We must not forget that the story of the Good Samaritan was told in the context of bad members of the society—thieves. Too bad for people who have decided to rob and steal. If people who didn’t help the robbed man were castigated, what will become of the robbers themselves? It may help to know that robbery is not confined to people who take away other people’s possessions. Robbers include people who take away or block other people’s opportunities to make a living. This means that there are poor people who are struggling because the ruling elite and the corporate world have made policies that are meant to keep the poor poor.
“When I give food to the poor, they call me a saint. When I ask why the poor have no food, they call me a communist.”—Dom Hélder Câmara.
Our stewardship is not just to provide for the needs of the poor. It also involves asking why they are poor.
Reflections and Questions to Ponder1. What is the most important lesson you have learnt from this chapter?2. How do you test yourself against the vice of greed and selfishness?3. I made a statement above that a nation that allows corruption to flourish will never develop, it doesn’t matter how much resources they have.
a) There is a country that is arguably the richest in the world in terms of resources. Because of greed, corruption and political instability, this country is not developed. Do you know what country it is?
b) What other countries can you group under “rich” yet “poor”? What is the cause of their ‘poverty’?
c) In what ways can we also say that a person is “rich” yet “poor” because of corruption?4. People who are greedy may not readily accept that they are greedy.

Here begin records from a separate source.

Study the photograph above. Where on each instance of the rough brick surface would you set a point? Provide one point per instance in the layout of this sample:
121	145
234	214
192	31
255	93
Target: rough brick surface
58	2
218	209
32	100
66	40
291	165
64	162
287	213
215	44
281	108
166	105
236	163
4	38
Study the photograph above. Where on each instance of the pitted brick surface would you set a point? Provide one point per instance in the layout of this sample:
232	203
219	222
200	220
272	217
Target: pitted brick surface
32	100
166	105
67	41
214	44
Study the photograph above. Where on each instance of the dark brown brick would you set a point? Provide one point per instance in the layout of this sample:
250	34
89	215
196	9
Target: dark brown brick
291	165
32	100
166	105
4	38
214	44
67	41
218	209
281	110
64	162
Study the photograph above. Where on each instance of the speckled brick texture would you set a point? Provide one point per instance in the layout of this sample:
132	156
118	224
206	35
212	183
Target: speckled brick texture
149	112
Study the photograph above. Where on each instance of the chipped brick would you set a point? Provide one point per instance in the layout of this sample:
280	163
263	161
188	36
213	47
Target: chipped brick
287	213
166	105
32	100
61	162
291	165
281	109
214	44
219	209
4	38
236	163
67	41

What are some of the characteristics of greed that can help you steer clear from unwittingly entering its territories?5. Greed doesn’t pay, it costs! In what ways will greed cost?6. It is common for people to perceive that what Jesus is teaching is relevant to others more than it is to them. What re the dangers of doing this?7. A young man had left the dining table to answer the telephone in the sitting room. When he came back, his brother had eaten all the food. In a struggling family without enough food, he had nothing to turn to. Annoyed, he roared: “And which dog gulped all the food?” “Who are you calling me a dog?” The brother responded. The result was that they fought viciously.
a) Who was to blame and why?
b) What would you have done if you were either of the two?
c) What was the root problem here: Lack or greed?8. If someone asked you: “Are you greedy? What would you answer? If a greedy person is asked: “Are you greedy?” What do you think he will answer? Supposing that you anticipate that he will deny that he is greedy, what does this tell you about your own answer when the same question was put to you?